While we fully acknowledge the established value of the STS and EuroSCORE II systems in cardiac surgery risk prediction, our study aimed to investigate the Prognostic Nutritional Index (PNI) as an independent and nutritionally focused marker of mortality. As highlighted in our discussion, traditional scoring systems do not include nutritional or inflammatory parameters—factors that have been increasingly recognized as critical determinants of surgical outcomes. The simplicity and accessibility of PNI offer an important advantage in routine clinical practice. However, we agree that integrating established scores with novel indices like PNI in future prospective models may provide a more comprehensive risk stratification strategy.

We appreciate the concern raised regarding the lower incidence of DM among deceased patients. This observation, although statistically significant in univariate analysis, was adjusted for in the multivariate model, where DM still emerged as a mortality risk factor (odds ratio (OR) = 3.12, P < .001). The seeming paradox may reflect a complex interplay of factors, such as aggressive perioperative glycemic management in diabetic patients, preoperative optimization protocols, or survival bias. We have addressed this as a limitation and encourage further investigation with larger, stratified cohorts.

We are aware that previous literature frequently reports higher early mortality in female patients undergoing coronary artery bypass grafting (CABG). However, in our cohort, male gender was independently associated with higher mortality risk (OR = 1.95, P = .015). This finding could be cohort-specific, potentially influenced by a higher baseline comorbidity burden in male patients, greater operative complexity, or postoperative inflammatory response. We emphasized the need for cautious interpretation and proposed future gender-focused analyses.

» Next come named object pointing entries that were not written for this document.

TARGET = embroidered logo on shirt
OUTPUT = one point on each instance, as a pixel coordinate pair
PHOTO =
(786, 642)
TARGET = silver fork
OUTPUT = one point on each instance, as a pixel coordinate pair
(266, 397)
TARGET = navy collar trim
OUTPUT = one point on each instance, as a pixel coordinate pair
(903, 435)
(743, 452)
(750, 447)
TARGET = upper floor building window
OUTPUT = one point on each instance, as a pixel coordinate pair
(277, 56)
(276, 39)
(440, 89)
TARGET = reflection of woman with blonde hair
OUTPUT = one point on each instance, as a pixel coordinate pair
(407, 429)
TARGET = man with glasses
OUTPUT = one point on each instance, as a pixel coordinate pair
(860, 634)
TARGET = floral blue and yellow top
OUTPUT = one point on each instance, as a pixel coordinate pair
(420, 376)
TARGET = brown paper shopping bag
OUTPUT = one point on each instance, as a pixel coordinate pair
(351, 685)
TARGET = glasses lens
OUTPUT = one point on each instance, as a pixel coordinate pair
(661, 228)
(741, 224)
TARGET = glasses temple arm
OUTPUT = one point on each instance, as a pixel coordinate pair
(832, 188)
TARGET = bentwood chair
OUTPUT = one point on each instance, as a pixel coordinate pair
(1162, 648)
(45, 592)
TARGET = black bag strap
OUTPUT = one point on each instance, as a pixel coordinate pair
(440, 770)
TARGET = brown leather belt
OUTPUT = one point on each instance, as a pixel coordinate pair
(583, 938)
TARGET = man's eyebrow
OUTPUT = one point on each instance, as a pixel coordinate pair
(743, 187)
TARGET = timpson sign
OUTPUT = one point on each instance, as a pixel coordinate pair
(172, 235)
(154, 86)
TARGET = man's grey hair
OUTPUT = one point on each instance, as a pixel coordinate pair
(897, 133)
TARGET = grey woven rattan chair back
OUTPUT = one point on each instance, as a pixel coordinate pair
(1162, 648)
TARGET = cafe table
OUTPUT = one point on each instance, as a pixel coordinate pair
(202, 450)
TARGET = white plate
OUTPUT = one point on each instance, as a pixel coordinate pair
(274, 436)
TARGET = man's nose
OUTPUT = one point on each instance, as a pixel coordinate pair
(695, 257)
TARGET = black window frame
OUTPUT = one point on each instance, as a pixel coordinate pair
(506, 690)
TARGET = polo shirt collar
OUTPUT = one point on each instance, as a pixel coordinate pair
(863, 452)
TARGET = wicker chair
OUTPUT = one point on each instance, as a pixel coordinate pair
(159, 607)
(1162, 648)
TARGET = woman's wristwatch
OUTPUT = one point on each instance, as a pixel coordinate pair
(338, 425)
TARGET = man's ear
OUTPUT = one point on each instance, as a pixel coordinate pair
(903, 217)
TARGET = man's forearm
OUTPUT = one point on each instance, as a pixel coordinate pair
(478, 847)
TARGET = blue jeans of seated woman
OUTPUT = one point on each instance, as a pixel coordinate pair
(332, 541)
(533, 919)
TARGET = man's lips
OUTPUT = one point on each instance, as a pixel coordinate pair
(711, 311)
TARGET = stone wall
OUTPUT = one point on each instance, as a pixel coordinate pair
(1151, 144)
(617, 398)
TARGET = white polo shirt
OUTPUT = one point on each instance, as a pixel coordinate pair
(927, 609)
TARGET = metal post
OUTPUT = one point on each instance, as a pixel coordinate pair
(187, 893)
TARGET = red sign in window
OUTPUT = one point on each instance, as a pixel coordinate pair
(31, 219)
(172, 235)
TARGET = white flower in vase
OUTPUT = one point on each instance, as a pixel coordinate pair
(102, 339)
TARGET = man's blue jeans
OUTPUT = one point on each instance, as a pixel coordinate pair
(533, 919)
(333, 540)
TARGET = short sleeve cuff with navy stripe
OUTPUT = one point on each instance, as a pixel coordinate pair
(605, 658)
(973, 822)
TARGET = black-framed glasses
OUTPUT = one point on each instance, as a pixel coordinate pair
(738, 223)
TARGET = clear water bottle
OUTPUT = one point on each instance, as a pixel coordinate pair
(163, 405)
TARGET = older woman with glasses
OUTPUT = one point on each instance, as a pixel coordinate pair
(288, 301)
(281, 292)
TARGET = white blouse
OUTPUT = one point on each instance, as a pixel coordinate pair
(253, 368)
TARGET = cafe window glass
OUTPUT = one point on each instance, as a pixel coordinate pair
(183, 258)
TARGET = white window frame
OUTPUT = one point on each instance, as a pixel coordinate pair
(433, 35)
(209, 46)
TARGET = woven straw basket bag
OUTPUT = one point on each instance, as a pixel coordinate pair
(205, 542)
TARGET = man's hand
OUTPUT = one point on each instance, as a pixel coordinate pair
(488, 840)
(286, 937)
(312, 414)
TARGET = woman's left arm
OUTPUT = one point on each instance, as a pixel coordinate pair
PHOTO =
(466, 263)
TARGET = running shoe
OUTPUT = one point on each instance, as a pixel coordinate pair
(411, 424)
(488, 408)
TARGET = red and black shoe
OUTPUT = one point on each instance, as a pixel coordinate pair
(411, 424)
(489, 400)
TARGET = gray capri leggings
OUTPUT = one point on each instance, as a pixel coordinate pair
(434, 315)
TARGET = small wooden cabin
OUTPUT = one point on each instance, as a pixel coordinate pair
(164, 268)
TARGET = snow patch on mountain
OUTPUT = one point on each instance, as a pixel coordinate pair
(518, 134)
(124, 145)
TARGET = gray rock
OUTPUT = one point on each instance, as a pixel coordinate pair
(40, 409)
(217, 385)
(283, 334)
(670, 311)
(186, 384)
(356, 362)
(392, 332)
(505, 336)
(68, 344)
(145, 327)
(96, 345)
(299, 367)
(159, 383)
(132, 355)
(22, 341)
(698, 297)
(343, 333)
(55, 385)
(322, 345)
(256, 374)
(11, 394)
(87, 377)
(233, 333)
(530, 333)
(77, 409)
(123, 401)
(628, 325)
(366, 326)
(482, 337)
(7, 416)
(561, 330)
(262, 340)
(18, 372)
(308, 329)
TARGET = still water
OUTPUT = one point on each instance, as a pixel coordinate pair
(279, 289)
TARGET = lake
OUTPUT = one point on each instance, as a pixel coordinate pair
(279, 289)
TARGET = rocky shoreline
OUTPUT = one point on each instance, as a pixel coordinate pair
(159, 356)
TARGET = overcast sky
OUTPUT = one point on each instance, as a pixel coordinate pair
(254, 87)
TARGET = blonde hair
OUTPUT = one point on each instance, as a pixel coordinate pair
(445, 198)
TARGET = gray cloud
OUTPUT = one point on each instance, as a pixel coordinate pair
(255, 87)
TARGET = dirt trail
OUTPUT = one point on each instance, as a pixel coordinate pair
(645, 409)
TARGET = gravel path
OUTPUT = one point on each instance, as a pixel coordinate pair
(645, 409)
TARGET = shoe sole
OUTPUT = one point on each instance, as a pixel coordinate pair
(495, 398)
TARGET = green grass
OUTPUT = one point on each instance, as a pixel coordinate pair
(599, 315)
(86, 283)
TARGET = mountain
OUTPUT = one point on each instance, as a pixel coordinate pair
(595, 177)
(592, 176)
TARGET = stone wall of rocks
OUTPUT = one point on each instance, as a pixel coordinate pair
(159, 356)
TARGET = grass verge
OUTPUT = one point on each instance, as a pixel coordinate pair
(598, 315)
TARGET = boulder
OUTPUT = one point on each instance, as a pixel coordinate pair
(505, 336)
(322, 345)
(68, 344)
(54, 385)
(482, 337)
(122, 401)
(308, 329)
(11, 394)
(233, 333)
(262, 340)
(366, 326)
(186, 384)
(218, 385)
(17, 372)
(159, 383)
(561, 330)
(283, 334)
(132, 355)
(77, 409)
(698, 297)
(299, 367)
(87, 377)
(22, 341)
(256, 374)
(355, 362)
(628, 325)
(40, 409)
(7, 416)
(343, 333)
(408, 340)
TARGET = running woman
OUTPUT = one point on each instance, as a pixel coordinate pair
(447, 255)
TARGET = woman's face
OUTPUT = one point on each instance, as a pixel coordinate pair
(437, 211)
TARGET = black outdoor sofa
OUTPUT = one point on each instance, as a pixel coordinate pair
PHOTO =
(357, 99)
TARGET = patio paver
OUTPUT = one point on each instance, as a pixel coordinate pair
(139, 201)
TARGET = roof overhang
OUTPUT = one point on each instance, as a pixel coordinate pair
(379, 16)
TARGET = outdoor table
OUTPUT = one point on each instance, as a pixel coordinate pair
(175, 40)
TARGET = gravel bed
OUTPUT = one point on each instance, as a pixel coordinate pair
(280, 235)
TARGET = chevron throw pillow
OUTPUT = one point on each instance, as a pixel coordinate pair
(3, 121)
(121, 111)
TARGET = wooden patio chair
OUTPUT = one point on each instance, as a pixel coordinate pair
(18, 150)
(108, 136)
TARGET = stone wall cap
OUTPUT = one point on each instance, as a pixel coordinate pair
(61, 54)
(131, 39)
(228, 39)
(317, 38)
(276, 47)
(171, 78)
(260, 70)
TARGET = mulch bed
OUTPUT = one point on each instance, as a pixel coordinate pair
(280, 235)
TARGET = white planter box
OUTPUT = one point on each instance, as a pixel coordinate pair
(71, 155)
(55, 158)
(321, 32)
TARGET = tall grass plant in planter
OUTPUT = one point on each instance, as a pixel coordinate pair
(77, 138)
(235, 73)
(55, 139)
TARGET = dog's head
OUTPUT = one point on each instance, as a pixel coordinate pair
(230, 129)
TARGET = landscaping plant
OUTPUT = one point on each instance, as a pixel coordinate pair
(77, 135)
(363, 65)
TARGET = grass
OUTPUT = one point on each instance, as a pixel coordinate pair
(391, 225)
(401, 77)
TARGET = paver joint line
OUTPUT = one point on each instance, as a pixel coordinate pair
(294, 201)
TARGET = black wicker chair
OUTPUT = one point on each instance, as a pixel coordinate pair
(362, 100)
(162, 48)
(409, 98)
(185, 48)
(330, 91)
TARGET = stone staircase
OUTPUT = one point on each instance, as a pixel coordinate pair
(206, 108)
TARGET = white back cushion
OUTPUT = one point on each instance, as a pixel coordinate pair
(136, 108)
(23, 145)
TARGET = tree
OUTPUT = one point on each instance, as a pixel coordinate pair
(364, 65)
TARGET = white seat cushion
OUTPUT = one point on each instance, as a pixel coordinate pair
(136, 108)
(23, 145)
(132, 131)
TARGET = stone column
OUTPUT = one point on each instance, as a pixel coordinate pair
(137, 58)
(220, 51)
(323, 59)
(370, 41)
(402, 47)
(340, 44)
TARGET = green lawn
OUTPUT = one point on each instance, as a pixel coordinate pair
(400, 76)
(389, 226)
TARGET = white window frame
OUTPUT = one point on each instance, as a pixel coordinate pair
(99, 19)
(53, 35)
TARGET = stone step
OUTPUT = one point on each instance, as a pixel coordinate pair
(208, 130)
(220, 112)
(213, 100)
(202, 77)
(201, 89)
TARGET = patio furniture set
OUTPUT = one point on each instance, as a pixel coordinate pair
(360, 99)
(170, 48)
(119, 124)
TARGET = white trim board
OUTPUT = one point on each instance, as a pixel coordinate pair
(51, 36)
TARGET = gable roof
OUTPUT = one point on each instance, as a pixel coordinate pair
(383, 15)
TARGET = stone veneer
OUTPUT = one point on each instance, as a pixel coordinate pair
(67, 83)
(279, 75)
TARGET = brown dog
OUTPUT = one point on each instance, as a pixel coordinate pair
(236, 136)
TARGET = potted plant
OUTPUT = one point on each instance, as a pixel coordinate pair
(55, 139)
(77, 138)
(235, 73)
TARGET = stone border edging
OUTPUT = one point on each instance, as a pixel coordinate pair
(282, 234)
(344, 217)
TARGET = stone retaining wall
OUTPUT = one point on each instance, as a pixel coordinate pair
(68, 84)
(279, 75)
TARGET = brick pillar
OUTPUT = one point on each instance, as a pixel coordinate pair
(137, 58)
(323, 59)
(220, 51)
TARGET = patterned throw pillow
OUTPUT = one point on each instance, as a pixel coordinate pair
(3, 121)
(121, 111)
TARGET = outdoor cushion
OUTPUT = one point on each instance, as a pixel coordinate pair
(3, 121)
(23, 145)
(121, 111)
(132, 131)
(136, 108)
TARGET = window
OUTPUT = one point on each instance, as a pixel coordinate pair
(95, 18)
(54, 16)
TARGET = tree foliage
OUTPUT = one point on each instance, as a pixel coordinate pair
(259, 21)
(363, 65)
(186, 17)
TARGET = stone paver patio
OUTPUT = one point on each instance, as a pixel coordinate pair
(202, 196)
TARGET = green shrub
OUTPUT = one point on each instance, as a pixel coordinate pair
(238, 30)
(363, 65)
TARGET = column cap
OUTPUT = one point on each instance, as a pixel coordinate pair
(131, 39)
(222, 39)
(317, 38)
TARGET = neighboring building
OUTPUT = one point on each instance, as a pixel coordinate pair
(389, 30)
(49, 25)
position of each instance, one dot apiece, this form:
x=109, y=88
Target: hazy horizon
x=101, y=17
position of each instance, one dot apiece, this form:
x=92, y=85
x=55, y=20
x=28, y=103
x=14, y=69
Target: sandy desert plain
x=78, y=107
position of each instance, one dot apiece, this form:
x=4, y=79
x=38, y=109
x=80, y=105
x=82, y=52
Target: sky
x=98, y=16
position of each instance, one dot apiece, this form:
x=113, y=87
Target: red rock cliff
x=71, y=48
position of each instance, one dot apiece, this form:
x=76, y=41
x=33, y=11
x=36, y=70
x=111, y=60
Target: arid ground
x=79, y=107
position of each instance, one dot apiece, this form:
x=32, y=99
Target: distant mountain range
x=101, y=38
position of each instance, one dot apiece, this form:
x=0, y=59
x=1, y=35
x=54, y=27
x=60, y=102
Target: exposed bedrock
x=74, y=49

We agree that perioperative albumin supplementation and RBC transfusions can significantly impact serum albumin levels and thus PNI calculations. However, due to the retrospective design and limitations in electronic medical record documentation, specific data on intraoperative albumin use and transfusion volume were not available. This was acknowledged as a limitation in our discussion. We concur that further studies incorporating detailed perioperative management variables are warranted to delineate these effects on PNI dynamics and outcomes.

In conclusion, we thank the authors again for their insightful critique. Their comments align with our vision that PNI is not a replacement but a valuable addition to established risk models. We hope that future prospective, multicenter studies will help standardize the use of nutritional indices like PNI in routine CABG risk assessment.

Footnotes

Declaration of Interests: The authors have no conflicts of interest to declare.

References

  1. Engin M, Amaç B.. Mortality risk factors after coronary artery bypass grafting: the tip of the iceberg. Anatol J Cardiol. 2025;29(9):520-521.
  2. Toprak B, Bilgiç A. Post-coronary artery bypass: the power of prognostic nutritional index in determining mortality. Anatol J Cardiol. 2025;27(7):331-338.